SPECIAL CONTRIBUTION I (ISSUE 8)
THREE POEMS | PROFESSOR CHRISTIAN ANIEKE
MALAPHORS
In a world of tasteless language and prostituted expressions
Malaphors are good friends of writers
Natural flow of words is blocked
To create Frankenstein monstrosities.
I have seen ingenuity in a well-packaged excrement
I have seen the beauty of ugliness celebrated in the media
So why not raise our Champagne glasses to drink to the health of malaphors
And applaud the creativity of disjointed bones?
It is an elephantine task to join unconnected ideas
There is also brilliance in eating wine and drinking bread
Pure intelligence in spilling the beans to spoil the child
Since a genius finds natural order in chaos!
But must precious energy be spent in emptying an ocean to create another?
What gain accrues from marrying ideas that are safer as singles?
What is the profit from killing creative expressions to bring forth monsters?
Where is human ingenuity where gold is thrown into a pit of garbage?
THEY RAPED ME
Century after century
Pastors with fiery evangelical zeal
Businessmen and administrators
Races of all sizes and dispositions
Fought over my body and soul.
They seduced me
They bribed me
They abused me
They robbed me
And they raped me.
For sixty years or more
I struggled for my escape
Free from tangled hands and legs
Free from poisoned drinks and books
Free from poisoned kisses.
I struggled out of their Grendel-grip
Hands decked with sours
Legs shaking with fear and hate
Brain brimming o’er with rattling thoughts
Head to foot all dirt and blood!
Still not long afterwards another fellow invaded me
He came with words “freedom”, ” democracy”, ” human rights”
His words fired my soul soaked in religion
He lured me to his white-painted home
And he raped me!
I escaped or so I thought
And now a huge fellow from the East
He does not smile
Or he cannot smile
Or his culture abhors smiling.
He comes with renminbi
He builds bridges
He builds schools
He gives me baijiu
He presses his body against my fragile body
Is he raping me?
I am confused:
Am I being raped or not?
ECOPHENOMENA
You cried and I cried
You yawned and I yawned
You laughed and I laughed
You clapped and I clapped
This is ecophenomena!
But why do I echo your actions?
Why does the oak tree of my identity bend?
Why does my tummy rumble when yours drums?
Did we eat the same primordial soup at the night of creation?
Are we the fruit of the same semen
and ova from a forgotten primordial intercourse?
Now I see why dictators triumph
Now I guess why fanatics are applauded
Now I understand mass suicide
Now I see the roots of human bonding
This is ecophenomena!
Social media experts and users understand it
Politicians build their empire on it
Pastors and fiery preachers know its power
Orators aim their love arrows at its heart
This is ecophenomena!
As scientists tumble over heaps of research
Let me say this: we are held inescapably by the hands of ecophenomena!
Very Rev.

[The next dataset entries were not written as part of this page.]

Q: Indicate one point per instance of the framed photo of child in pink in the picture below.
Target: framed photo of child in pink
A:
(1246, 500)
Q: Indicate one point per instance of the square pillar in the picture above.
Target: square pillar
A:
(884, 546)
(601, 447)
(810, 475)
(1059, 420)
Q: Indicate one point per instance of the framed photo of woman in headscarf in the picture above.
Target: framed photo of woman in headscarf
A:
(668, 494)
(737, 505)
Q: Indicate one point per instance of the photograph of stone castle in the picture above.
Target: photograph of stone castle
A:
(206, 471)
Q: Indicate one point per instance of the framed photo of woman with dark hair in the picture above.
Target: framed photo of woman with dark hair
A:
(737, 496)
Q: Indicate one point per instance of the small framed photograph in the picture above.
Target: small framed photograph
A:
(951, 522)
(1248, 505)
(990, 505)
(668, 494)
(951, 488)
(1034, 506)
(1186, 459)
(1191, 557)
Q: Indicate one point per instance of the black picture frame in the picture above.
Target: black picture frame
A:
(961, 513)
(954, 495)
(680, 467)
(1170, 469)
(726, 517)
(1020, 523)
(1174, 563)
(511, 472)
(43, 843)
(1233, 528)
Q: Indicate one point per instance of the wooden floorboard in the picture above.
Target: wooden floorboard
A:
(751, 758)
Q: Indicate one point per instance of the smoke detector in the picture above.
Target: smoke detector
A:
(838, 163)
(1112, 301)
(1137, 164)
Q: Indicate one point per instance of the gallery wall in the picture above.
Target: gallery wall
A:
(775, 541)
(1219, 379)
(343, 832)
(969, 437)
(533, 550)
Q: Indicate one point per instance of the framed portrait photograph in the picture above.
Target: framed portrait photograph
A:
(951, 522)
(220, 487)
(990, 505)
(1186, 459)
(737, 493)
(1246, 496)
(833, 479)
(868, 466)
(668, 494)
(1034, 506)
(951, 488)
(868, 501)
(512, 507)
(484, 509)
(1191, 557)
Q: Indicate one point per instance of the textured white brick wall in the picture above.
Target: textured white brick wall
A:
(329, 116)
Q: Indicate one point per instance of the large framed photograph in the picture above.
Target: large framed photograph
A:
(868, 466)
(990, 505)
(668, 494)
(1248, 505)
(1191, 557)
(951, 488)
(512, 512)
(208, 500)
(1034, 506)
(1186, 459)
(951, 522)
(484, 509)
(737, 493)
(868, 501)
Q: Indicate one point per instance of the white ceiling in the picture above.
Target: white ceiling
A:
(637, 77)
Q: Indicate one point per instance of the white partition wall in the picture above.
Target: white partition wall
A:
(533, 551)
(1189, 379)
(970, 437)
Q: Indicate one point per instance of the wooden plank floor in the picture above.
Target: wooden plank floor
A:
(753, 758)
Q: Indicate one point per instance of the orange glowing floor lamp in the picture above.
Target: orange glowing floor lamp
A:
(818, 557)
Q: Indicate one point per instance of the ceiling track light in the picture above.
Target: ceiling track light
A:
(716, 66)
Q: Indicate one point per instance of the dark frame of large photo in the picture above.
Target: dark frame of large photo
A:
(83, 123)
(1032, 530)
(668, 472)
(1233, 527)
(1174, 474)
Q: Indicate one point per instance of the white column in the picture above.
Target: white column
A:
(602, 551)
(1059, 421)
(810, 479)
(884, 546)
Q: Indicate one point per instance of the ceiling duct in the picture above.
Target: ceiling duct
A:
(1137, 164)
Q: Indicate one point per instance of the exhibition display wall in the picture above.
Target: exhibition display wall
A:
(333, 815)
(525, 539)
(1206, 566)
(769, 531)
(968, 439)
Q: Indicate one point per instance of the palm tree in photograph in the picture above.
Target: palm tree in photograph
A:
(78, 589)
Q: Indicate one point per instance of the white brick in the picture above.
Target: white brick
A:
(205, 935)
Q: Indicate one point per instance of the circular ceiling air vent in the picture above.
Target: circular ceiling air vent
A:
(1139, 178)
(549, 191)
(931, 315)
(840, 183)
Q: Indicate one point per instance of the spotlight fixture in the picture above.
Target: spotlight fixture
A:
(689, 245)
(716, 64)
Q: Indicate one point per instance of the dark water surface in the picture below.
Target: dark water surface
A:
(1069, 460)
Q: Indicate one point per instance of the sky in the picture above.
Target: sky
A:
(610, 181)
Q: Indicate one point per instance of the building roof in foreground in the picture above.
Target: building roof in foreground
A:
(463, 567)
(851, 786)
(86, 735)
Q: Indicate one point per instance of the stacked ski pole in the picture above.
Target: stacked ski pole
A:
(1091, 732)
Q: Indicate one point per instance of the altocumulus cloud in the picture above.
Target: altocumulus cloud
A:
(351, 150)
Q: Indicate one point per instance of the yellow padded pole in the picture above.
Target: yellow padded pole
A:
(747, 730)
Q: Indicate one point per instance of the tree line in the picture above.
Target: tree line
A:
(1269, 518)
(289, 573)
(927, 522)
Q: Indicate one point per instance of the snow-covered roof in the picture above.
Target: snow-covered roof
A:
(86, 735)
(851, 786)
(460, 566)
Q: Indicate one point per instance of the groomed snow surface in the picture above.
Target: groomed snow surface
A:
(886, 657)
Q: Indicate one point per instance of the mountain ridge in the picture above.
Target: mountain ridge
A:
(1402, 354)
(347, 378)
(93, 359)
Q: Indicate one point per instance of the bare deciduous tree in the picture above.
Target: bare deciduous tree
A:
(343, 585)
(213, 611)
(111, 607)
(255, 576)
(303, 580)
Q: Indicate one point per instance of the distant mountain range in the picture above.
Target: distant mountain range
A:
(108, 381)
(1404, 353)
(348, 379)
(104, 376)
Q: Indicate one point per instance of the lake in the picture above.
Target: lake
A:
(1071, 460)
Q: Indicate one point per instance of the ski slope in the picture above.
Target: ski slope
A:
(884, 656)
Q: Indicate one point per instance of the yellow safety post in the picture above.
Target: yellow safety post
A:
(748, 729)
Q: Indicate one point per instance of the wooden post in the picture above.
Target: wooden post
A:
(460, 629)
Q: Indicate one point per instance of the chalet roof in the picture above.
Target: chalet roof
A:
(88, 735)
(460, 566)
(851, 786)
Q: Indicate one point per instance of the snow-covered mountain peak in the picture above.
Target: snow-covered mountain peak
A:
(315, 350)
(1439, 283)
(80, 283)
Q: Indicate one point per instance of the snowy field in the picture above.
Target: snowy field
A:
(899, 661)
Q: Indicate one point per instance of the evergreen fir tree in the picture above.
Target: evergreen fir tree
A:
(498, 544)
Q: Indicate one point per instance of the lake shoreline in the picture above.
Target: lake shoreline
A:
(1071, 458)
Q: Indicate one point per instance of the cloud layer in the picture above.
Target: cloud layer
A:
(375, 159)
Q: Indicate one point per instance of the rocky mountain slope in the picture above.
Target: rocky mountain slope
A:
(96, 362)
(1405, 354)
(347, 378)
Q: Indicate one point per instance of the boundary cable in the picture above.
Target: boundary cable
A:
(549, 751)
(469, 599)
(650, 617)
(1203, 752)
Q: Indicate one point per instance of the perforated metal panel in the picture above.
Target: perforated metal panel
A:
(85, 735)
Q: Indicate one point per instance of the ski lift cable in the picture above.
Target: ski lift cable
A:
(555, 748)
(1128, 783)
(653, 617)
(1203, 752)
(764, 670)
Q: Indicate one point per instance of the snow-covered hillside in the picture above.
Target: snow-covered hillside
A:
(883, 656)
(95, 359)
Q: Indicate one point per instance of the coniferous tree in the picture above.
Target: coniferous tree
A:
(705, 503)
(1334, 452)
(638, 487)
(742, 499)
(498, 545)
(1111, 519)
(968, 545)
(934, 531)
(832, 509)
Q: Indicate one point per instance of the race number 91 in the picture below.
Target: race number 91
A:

Fr. Prof. Christian Anieke, born 1st October 1965, is a Nigerian Roman Catholic priest and Vice Chancellor of Godfrey Okoye University, Enugu, Nigeria. Ordained a priest in 2000, Christian is a professor of English Language and Studies. He became the founding Vice Chancellor of Godfrey Okoye University, an institution owned by the Catholic Diocese of Enugu in Nigeria, in 2009.
Christian Anieke’s studies and research in Philosophy, Biblical Theology, English and American Studies and English Language has seen him study in Urban University, Rome; the University of Innsbruck, Austria; Bath Language School, Stratford-upon-Avon; Oxford University; and the University of Muenster. He has a B.Sc. in Education and English from the University of Nigeria, Nsukka. At the University of Innsbruck, he graduated summa cum laude from his doctorate program in English and from both of his masters programs in Philosophy and Theology.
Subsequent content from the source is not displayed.